Few readers need persuading that Matteo Salvini – Italy’s far-right, migrant-baiting, Malta-taunting, interior minister – is a passionately racist bigot. But rational? Yes, because rational doesn’t have to mean reasonable, let alone nice.

To think rationally is to process logically what you perceive. (If you think the evil eye is real, being nervous about sharing good news with an envious aunt is rational.) To behave rationally is to behave strategically in the light of what you want. Everyone knows – from three-year-olds to Donald Trump – that extreme unreasonableness is sometimes more strategically effective than sweetness and light.

To understand Salvini’s strategic behaviour, we first need to come to terms with a puzzle to do with migrant numbers from North Africa. They’re down – radically.

International Organisation for Migration figures show that numbers (up till beginning June) are the lowest in four years: two-thirds down on 2017, which itself saw a halving of the 2016 arrivals.

The puzzle: why were Salvini’s party, La Lega, and the populist Cinque Stelle movement, elected on the strength of an anti-migrant platform? Why has Italian resentment risen even as migrant arrivals were falling?

A popular explanation is that the far-right is peddling myths and that voters are duped. That may be part of it but it is seriously incomplete.

Global numbers of migrants arriving in Italy may have been falling. But it remains to be seen whether migrant numbers in Italy also fell. There are reasons to believe they may have risen.

That’s not a contradiction. The falling numbers refer to primary migration (from outside the EU). But the numbers of migrants returned to Italy from other EU countries may have risen.

An open border would lead to more far-right parties winning power in the EU, with closed borders to follow

For Italy has spent the last few years keeping one side of a bargain that the rest of the EU did not keep. Initially, migrants arriving from outside the EU were largely not fingerprinted; if they migrated to another EU country, it was difficult to ascertain where (in Europe) they had come from.

Italy was requested to be more systemic with fingerprinting, on the understanding that the rest of Europe would help out with sharing the burden. Fingerprinting went up from 20 to 85 per cent.

The result? Not greater burden-sharing but a greater ease, for the rest of Europe, of returning secondary migrants to Italy. The current rules assign all responsibility – for processing asylum claims and returning economic migrants to their country of origin – to the country that first received the asylum seekers.

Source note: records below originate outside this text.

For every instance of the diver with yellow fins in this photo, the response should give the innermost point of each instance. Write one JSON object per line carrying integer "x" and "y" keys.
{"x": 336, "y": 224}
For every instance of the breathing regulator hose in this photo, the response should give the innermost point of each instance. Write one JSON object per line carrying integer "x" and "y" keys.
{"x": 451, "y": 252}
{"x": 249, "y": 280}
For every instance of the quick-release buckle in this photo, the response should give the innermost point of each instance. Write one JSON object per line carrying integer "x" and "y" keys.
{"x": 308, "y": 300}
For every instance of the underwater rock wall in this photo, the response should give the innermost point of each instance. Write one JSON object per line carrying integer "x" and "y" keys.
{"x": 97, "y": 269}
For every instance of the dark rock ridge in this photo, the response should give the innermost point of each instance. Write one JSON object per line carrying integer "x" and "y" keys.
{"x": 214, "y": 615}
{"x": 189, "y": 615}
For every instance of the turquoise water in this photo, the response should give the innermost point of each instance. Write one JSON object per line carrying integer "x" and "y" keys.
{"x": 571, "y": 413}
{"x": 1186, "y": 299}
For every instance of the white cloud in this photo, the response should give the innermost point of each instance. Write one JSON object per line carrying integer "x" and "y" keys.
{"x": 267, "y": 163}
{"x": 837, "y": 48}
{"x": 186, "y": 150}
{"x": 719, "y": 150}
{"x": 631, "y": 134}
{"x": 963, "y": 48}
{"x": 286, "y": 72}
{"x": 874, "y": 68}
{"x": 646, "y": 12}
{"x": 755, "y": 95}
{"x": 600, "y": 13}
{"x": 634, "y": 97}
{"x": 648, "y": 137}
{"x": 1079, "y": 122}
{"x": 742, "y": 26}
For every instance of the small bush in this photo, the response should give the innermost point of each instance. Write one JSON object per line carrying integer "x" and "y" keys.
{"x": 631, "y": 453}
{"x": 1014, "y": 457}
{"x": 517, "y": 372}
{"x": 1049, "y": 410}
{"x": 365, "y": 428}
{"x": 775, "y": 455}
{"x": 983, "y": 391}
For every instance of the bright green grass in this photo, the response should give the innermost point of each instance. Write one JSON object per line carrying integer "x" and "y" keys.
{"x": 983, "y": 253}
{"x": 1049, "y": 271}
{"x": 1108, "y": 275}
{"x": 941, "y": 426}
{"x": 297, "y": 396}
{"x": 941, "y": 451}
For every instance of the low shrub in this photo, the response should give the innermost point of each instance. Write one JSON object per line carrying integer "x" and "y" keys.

That’s a rational basis for resenting the rest of the EU as free-riders. But isn’t Salvini being crazy when he effectively threatens to wreck the EU – by provoking the dismantling of Schengen and return of national border controls? The dismantling of Schengen is what Germany is debating right now. Angela Merkel has had to face down a coalition ally who wants just that. She’s kicked the problem down the road but she’s likely to provoke problems with Austria. A cascade of other countries reintroducing national border controls is not far-fetched.

Merkel knows the economic cost of dismantling Schengen. The price of national border controls is checking every container truck that crosses a border. In 2016, the last time asylum seekers were putting pressure on the Schengen area, there were several calculations of the economic cost for Europe. A conservative worst-scenario estimate was €230 billion over 10 years; another estimate put it at up to €63 billion per year.

Paying such a price would make Europe review the cost-benefit analysis of not participating in burden-sharing. It would address the free-rider problem. Salvini’s dancing on the edge of the cliff may lead to Europe plunging into the abyss; but the fear of that happening might get Europe to give what Italy is owed.

In this respect, his behaviour is rational. In another, it’s not – the obvious short-termism, the racist language that damages the social and cultural fabric, the gambling with human lives.

Is there a rational political alternative? Not if it’s an argument for, effectively, open borders – with Europe being held to an obligation to accept all migrants leaving from Libya, even if they’re economic migrants (as most are now), because to return them to Libya would be ‘inhuman’ (to quote the UN Commissioner for Human Rights).

That’s an irrational alternative because it ends up destroying itself. An open border would lead to more far-right parties winning power in the EU, with closed borders to follow.

More than that, it destroys the EU by dumping one of its foundational principles. Its internally open borders come as part of a package of rights and duties. To award free movement without the rest of the package is to cheat the EU citizens who have to pay for its upkeep.

Such indifference to social inequality plays into the hands of far-right parties. Currently, they have momentum because they speak a language of fairness and equality. They are blind to racial inequality but they sound as though they care about rising social inequalities in Europe (which are then blamed on migrants).

That sums up Europe’s predicament. A humane alternative to bigotry has to begin by recognising that, currently, it’s the bigots who sound rational and fair.